8 November 2012

Human


Fifteenth in a series of notes and comments on The Book of Barely Imagined Beings
  
Chapter 8: Human

page 121: humans...appear to be the only animals anxious about what makes them unique. Helene Guldberg emphasizes the differences:
Human beings, like no other animal, have culture, we can exert some control over nature, and we’ve made life-changing inventions. We’ve built cities, nation states, governments, we’ve created language, we’ve invented the alphabet and other forms of written symbol and produced art and literature. We can diagnose illnesses and cure them, we have a sense of right and wrong and we have a sense of where we want to take society. Animals don’t have any of those things. 
The Earth systems scientists Tim Lenton and Andrew Watson think human language (which, of course, enables arts, institutions, and science) is one of eight major revolutions in the history of life. (See page 167 and their book Revolutions that Made the Earth.)  More than a few philosophers (among them Mark Rowlands) and primatologists (among them Frans de Waal) would disagree with Guldberg's claim that a sense of right and wrong is unique to humans. There is good evidence, too, for culture in (among others) chimpanzees and dolphins, albeit vastly more limited than in humans.
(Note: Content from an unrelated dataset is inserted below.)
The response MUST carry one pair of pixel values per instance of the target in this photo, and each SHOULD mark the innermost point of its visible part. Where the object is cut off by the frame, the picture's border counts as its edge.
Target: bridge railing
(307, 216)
page 121: an ability to inhibit automatic responses in favour of reasoned ones.  This is, arguably, the big question: can humans learn to constrain their own growth? Or do we, as Charles C. Mann puts it, "have the imagination to see our potential end, but not have the imagination to avoid it"?

page 123:  'Lucy' may have been adapted both for living in the trees and...on the ground. See this from David J. Green and Zeresenay Alemseged (also here).

page 123 Early humans liked to eat meat. See this and this.

page 124: running is central to what keeps us most human and healthy.  I like this idea, probably because I like running! Not everyone agrees though!